Autores principais:Jung, Christian
Outros Autores:Mamandipoor, Behrooz; Fjølner, Jesper; Bruno, Raphael; Wernly, Bernhard; Artigas, Antonio; Bollen Pinto, Bernardo; Schefold, Joerg C; Wolff, Georg; Kelm, Malte; Beil, Michael; Sviri, Sigal; van Heerden, Peter Vernon; Szczeklik, Wojciech; Czuczwar, Miroslaw; Elhadi, Muhammed; Joannidis, Michael; Oeyen, Sandra; Zafeiridis, Tilemachos; Zafeiridis, Tilemachos; Marsh, Brian; Andersen, Finn H; Moreno, Rui; Cecconi, Maurizio; Leaver, Susannah; De Lange, Dylan W; Guidet, Bertrand; Flaatten, Hans; Osmani, Venet
Assunto:clinical informatics COVID-19 elderly population machine learning machine-based learning outcome prediction pandemic patient data prediction models
Ano:2022
País:Portugal
Tipo de documento:artigo
Tipo de acesso:acesso aberto
Instituição associada:Universidade Nova de Lisboa
Idioma:inglês
Origem:Repositório Institucional da UNL
Descrição
Resumo:BACKGROUND: The SARS-CoV-2 coronavirus disease (COVID-19) pandemic is challenging health care systems globally. The disease disproportionately affects the elderly population, both in terms of disease severity and mortality risk. OBJECTIVE: This study aimed to evaluate machine-learning based prognostication models for critically ill elderly COVID-19 patients, which dynamically incorporated multifaceted clinical information on the evolution of the disease. METHODS: This multi-centre cohort study obtained patient data from 151 ICUs from 26 countries (COVIP study). Different models based on the Sequential Organ Failure Assessment (SOFA), Logistic Regression (LR), Random Forest (RF) and Extreme Gradient Boosting (XGBoost) were derived as baseline models that included admission variables only.

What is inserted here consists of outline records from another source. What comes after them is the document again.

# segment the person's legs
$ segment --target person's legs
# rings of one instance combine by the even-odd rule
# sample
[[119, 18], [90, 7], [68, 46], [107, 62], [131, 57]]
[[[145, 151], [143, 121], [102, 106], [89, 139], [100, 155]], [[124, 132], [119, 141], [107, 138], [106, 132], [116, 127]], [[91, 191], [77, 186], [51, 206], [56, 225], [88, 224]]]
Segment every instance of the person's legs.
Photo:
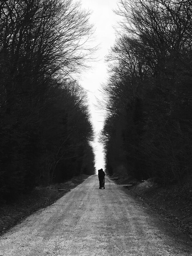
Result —
[[103, 180], [99, 180], [99, 189], [101, 189], [102, 187]]

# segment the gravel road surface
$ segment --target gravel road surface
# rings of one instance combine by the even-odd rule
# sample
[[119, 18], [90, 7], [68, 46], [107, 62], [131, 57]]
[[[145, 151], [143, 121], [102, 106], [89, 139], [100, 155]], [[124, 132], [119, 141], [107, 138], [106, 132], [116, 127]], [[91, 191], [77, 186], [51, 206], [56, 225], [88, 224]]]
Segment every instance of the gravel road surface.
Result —
[[0, 256], [185, 256], [192, 243], [107, 177], [96, 175], [0, 237]]

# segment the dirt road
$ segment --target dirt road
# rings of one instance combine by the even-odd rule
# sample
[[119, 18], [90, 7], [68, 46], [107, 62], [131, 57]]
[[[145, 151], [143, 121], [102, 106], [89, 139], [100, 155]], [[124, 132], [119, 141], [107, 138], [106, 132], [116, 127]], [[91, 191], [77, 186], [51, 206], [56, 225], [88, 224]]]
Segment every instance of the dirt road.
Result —
[[192, 255], [190, 241], [121, 185], [89, 177], [0, 238], [4, 256]]

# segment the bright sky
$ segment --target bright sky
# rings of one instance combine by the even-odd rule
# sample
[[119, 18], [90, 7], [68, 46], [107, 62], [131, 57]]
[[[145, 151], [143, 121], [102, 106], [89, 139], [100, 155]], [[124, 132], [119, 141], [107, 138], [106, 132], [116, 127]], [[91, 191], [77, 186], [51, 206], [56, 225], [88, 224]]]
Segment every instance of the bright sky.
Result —
[[102, 96], [99, 92], [102, 83], [107, 81], [107, 63], [105, 56], [112, 46], [115, 39], [113, 27], [116, 26], [118, 17], [113, 10], [117, 7], [118, 0], [81, 0], [83, 9], [90, 10], [92, 13], [90, 22], [96, 30], [94, 36], [94, 45], [100, 45], [100, 49], [96, 56], [99, 60], [92, 63], [92, 68], [83, 72], [80, 83], [87, 90], [89, 100], [92, 121], [96, 132], [96, 139], [93, 143], [96, 155], [96, 173], [97, 170], [104, 168], [105, 162], [102, 145], [98, 141], [99, 133], [102, 130], [105, 113], [97, 109], [95, 105], [98, 100], [102, 100]]

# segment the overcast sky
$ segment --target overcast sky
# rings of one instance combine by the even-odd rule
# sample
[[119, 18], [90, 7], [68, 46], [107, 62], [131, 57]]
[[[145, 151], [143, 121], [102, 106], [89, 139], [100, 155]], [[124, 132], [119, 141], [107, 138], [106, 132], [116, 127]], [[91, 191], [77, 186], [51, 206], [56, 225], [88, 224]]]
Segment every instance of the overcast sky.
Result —
[[99, 111], [95, 105], [98, 104], [97, 99], [102, 100], [99, 92], [102, 83], [107, 81], [107, 63], [104, 59], [115, 41], [115, 30], [118, 18], [113, 10], [117, 7], [118, 0], [81, 0], [84, 9], [92, 11], [90, 22], [95, 29], [94, 45], [99, 44], [100, 49], [96, 56], [98, 61], [92, 63], [92, 68], [82, 74], [80, 83], [88, 93], [92, 121], [96, 132], [96, 140], [93, 144], [96, 154], [96, 171], [104, 168], [103, 153], [102, 145], [98, 142], [99, 132], [103, 126], [104, 113]]

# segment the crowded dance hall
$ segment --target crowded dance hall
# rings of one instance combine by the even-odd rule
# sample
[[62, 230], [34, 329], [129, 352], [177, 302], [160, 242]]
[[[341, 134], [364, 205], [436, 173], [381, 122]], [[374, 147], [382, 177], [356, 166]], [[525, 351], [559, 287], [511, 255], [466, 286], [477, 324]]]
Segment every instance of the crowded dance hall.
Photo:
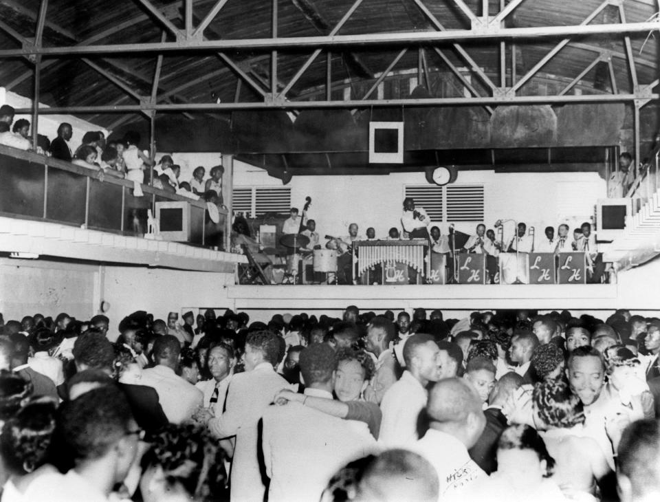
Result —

We subsequently included clinical events and time-to-event as additional variables to derive the final models using the same algorithms and compared their performance with the baseline group. Furthermore, we derived baseline and final models on a European patient cohort and externally validated them on a non-European cohort that included Asian, African and American patients. RESULTS: In total, 1,432 elderly (≥70 years) COVID-19 positive patients were admitted to an intensive care unit. Of these 809 (56.5%) patients survived up to 30 days after admission. The average length of stay was 21.6 (±18.2) days. Final models that incorporated clinical events and time-to-event provided superior performance with AUC of 0.81 (95% CI 0.804-0.811), with respect to both, the baseline models that used admission variables only and conventional ICU prediction models (SOFA-score, p<.001). The average precision increased from 0.65 (95% CI 0.650-0.655) to 0.77 (95% CI 0.759-0.770). CONCLUSIONS: Integrating important clinical events and time-to-event information led to a superior accuracy of 30-day mortality prediction compared with models based on the admission information and conventional ICU prediction models. The present study shows that machine-learning models provide additional information and may support complex decision-making in critically ill elderly COVID-19 patients. CLINICALTRIAL: Nct04321265.